None of this desperate flailing around to create “positivity” is necessary. People are willing to forgive leaders who recognise that they’ve gone wrong, that the situation is dire, and are transparent about their efforts to address it. Maharashtra led the country in cases, but its Chief Minister has never stopped communicating about where and how things were bad, and what his administration was doing to respond. Even after the Supreme Court yesterday generously complimented Mumbai, Uddhav Thackeray’s response at a night-time press conference was cautious, outlining that Maharashtra’s cases had fallen but “cases are rising marginally in some districts”. That isn’t a rider that a functionary of the Union government would have added. But they should. Currently it looks like they have their heads buried in the sand – like an ostrich, as the Supreme Court remarked.

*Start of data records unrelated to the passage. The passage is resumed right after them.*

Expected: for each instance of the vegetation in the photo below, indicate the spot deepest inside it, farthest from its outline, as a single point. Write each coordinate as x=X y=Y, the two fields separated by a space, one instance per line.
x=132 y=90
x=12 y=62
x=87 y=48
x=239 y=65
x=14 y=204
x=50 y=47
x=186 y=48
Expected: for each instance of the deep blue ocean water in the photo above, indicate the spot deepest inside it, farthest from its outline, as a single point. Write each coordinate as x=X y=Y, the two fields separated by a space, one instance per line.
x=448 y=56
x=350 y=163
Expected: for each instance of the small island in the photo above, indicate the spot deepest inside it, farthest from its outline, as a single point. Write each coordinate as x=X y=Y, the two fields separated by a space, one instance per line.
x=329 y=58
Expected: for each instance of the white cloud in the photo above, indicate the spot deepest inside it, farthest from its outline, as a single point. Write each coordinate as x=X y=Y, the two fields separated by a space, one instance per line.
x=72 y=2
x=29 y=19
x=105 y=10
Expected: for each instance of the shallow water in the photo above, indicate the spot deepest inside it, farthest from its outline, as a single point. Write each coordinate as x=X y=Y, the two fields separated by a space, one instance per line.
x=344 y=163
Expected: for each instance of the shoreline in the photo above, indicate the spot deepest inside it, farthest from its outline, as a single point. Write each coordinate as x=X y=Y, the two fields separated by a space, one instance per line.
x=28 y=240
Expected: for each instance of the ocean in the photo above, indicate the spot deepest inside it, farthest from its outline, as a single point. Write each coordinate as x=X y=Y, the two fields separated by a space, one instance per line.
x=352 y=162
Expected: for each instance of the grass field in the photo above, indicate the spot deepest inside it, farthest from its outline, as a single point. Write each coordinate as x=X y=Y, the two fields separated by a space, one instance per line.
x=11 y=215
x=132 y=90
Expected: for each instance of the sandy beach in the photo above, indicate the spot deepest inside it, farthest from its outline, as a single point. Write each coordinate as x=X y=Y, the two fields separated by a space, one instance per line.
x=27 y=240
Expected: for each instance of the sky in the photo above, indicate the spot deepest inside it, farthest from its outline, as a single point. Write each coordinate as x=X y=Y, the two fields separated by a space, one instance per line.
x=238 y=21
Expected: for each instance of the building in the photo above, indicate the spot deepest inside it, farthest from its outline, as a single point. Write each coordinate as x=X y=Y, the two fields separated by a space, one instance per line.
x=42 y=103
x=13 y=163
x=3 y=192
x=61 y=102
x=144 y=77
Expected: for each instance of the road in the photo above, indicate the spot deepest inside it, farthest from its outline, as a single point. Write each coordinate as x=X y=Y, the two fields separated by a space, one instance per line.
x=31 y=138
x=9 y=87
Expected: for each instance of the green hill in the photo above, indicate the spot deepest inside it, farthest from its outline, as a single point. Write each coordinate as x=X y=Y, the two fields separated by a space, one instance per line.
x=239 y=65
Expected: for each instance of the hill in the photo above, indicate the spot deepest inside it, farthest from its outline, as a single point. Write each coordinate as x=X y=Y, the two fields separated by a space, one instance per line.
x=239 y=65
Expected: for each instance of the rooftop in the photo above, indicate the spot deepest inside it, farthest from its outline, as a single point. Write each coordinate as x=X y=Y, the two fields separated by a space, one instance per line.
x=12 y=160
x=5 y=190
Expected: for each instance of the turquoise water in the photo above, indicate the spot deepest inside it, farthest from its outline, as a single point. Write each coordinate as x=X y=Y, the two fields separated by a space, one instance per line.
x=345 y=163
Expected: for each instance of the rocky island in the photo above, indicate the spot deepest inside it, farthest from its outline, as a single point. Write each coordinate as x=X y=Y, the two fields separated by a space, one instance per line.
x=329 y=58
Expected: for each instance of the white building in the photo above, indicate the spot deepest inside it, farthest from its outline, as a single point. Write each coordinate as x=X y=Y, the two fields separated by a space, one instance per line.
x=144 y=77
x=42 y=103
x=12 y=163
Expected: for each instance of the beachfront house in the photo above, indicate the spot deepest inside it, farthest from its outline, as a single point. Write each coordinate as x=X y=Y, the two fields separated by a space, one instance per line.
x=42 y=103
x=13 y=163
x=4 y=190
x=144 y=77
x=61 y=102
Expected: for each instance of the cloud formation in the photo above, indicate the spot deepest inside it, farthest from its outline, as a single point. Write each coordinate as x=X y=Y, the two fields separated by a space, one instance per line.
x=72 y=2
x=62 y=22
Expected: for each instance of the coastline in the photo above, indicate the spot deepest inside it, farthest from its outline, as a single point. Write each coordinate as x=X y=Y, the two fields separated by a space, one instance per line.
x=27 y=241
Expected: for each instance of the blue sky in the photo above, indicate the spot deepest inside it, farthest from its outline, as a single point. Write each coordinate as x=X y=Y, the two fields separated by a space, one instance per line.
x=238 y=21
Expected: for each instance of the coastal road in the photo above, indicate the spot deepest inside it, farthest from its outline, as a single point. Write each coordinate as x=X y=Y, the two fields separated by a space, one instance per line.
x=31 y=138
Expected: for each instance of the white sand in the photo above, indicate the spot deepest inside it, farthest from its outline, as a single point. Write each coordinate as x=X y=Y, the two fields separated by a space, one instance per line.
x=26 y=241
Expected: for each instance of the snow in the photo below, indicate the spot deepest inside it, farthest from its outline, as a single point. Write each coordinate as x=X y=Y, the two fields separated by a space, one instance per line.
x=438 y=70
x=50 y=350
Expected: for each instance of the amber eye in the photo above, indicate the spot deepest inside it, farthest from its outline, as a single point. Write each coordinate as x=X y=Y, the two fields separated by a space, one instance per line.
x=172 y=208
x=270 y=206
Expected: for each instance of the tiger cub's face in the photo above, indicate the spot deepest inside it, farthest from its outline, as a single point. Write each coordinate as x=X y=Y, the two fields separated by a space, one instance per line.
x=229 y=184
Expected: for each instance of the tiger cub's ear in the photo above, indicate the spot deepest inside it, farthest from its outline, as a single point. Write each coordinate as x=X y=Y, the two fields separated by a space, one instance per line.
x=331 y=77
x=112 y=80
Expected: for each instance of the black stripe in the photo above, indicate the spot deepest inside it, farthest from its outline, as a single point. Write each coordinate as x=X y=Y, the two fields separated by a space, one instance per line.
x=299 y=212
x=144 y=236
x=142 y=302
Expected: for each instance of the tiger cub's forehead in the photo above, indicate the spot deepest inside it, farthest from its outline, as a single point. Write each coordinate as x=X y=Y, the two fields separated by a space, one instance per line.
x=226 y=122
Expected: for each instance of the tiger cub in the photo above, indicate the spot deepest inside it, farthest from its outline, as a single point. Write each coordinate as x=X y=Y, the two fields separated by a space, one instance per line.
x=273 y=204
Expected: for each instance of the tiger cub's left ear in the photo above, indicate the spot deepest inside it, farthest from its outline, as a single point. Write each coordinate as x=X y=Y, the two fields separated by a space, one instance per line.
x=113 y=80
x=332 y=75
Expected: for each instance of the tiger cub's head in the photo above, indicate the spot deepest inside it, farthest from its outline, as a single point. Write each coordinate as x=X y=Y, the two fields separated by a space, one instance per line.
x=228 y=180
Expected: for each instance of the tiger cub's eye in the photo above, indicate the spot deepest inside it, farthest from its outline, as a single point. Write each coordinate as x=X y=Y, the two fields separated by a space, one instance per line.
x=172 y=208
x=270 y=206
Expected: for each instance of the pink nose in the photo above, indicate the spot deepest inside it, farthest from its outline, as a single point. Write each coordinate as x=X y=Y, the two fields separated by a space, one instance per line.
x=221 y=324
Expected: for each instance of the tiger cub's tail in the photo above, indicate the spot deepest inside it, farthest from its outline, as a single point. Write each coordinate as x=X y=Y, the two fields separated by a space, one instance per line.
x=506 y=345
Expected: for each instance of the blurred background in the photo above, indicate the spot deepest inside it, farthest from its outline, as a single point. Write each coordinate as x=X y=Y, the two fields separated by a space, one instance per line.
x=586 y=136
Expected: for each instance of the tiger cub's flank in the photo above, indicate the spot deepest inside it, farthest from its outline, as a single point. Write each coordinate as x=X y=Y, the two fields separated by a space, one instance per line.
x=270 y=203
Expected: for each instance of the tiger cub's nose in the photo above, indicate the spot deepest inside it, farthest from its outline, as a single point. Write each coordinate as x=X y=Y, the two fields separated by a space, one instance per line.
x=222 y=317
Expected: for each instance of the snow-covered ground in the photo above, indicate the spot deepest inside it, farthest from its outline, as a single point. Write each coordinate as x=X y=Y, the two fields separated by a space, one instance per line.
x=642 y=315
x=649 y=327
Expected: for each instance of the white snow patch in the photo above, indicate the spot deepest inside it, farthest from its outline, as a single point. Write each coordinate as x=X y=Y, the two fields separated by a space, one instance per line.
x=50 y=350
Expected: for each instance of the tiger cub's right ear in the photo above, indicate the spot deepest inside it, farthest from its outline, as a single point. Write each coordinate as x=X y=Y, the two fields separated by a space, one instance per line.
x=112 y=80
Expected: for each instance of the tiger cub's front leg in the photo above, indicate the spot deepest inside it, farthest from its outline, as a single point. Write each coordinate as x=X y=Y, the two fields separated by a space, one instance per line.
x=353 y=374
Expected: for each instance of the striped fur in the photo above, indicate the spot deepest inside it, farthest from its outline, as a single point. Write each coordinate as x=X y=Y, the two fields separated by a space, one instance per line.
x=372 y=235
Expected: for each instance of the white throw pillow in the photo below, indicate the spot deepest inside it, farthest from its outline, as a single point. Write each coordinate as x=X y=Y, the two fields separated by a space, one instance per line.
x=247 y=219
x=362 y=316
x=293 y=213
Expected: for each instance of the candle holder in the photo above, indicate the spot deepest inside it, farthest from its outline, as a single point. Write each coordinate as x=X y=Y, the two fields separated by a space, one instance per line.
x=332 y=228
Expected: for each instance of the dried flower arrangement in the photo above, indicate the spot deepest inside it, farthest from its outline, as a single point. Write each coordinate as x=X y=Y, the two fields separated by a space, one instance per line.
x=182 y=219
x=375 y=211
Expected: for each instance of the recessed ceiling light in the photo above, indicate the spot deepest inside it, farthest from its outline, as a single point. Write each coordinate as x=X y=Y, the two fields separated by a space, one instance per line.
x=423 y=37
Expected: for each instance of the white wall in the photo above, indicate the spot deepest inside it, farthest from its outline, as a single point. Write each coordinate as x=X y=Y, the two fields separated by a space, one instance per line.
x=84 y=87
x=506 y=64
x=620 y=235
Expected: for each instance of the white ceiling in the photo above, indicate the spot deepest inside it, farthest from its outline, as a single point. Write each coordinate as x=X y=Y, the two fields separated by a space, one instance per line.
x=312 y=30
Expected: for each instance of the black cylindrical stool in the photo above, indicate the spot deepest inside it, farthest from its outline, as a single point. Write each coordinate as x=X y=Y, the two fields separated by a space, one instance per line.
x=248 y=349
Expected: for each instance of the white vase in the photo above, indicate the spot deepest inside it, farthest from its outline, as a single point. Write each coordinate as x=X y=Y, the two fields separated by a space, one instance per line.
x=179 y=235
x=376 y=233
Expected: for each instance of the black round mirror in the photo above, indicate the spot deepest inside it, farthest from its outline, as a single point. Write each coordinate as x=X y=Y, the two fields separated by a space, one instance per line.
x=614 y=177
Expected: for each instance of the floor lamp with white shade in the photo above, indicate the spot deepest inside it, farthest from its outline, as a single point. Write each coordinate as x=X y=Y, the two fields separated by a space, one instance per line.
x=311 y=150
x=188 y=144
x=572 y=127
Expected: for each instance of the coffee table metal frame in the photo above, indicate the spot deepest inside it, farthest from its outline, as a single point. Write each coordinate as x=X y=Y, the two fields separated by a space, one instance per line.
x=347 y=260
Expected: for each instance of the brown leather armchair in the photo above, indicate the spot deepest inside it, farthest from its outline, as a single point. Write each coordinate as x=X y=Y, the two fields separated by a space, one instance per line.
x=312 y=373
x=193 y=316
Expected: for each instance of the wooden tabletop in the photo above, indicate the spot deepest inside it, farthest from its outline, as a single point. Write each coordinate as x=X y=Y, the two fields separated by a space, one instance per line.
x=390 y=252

Maybe that’s unfair. They take their heads out of the sand long enough to deny any negative story, and then put their heads right back in.

In the end, this government was elected because of its marketing. But at least in a deadly pandemic, marketing is not enough. As my colleague Andy Mukherjee said on Twitter, though Prime Minister Modi has received the Philip Kotler Presidential Award from the world’s most famous marketing guru, he should remember that “even in Kotler’s celebrated 4Ps… the first P is Product. Promotion comes fourth.” First, get the pandemic under control, government. The coverage will follow. 

(Mihir Swarup Sharma is a fellow at the Observer Research Foundation.)

Disclaimer: The opinions expressed within this article are the personal opinions of the author. The facts and opinions appearing in the article do not reflect the views of NDTV and NDTV does not assume any responsibility or liability for the same.